You have a test case for an update() that results in a successful audit event; what about an audit error when the user is unauthorized?

[dhurley14]

Yup very true. Added an audit failure test here: 36838ab

[jportner]

As mentioned in my other comment on the unit test: the outcome should only be 'unknown' if the action is an update.
If outcome is omitted and error is not present, the audit event is written as a a successful event (outcome: 'success')

Suggested change

	outcome: 'unknown',
	...(operation === WriteOperations.Update ? { outcome: 'unknown' } : {}),

[dhurley14]

Fixed here: 36838ab

[jportner]

You don't need to pass operation in if this is not a write operation:

Suggested change

	...(operation === WriteOperations.Update ? { outcome: 'unknown' } : { operation }),
	...(operation === WriteOperations.Update ? { outcome: 'unknown' } : {}),

[dhurley14]

Cleaned this up here: 36838ab

[kibanamachine]

💚 Build Succeeded

• continuous-integration/kibana-ci/pull-request
• Commit: 04044f5
• Storybooks Preview
• Documentation Changes

Metrics [docs]

Async chunks

Total size of all lazy-loaded chunks that will be downloaded as the user navigates the app

id	before	after	diff
observability	511.2KB	511.8KB	+617.0B
securitySolution	6.5MB	6.5MB	+617.0B
timelines	273.1KB	273.7KB	+617.0B
total			+1.8KB

Page load bundle

Size of the bundles that are downloaded on every page load.
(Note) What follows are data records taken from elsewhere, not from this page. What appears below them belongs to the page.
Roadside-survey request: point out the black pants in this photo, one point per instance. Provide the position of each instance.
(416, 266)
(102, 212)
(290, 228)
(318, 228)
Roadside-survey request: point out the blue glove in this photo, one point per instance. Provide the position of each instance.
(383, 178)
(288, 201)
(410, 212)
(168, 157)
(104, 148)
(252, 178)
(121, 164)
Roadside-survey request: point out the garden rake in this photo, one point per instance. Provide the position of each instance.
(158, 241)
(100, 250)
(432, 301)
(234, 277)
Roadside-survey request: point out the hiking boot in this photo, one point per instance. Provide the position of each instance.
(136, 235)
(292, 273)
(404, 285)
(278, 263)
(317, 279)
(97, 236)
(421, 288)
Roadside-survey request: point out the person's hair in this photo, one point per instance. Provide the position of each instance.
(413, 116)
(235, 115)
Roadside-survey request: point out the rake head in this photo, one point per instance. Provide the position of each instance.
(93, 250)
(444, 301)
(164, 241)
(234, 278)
Target size is below 100kb

id	before	after	diff
infra	149.5KB	150.1KB	+617.0B
uptime	35.1KB	35.7KB	+617.0B
total			+1.2KB

Unknown metric groups

API count

id	before	after	diff
alerting	243	247	+4

API count missing comments

id	before	after	diff
alerting	235	239	+4

References to deprecated APIs

id	before	after	diff
alerting	23	26	+3

History

• 💔 Build #143661 failed 8dd966f
• 💚 Build #143363 succeeded 77f9413
• 💔 Build #143336 failed f5cc9a0
• 💚 Build #143245 succeeded a5a267d
• 💔 Build #143239 failed 4dc9a29

To update your PR or re-run it, just comment with:
@elasticmachine merge upstream

cc @dhurley14

[jportner]

Great stuff, thanks again for being so responsive to feedback!

[kibanamachine]

💚 Backport successful

Status	Branch	Result
✅	7.x

This backport PR will be merged automatically after passing CI.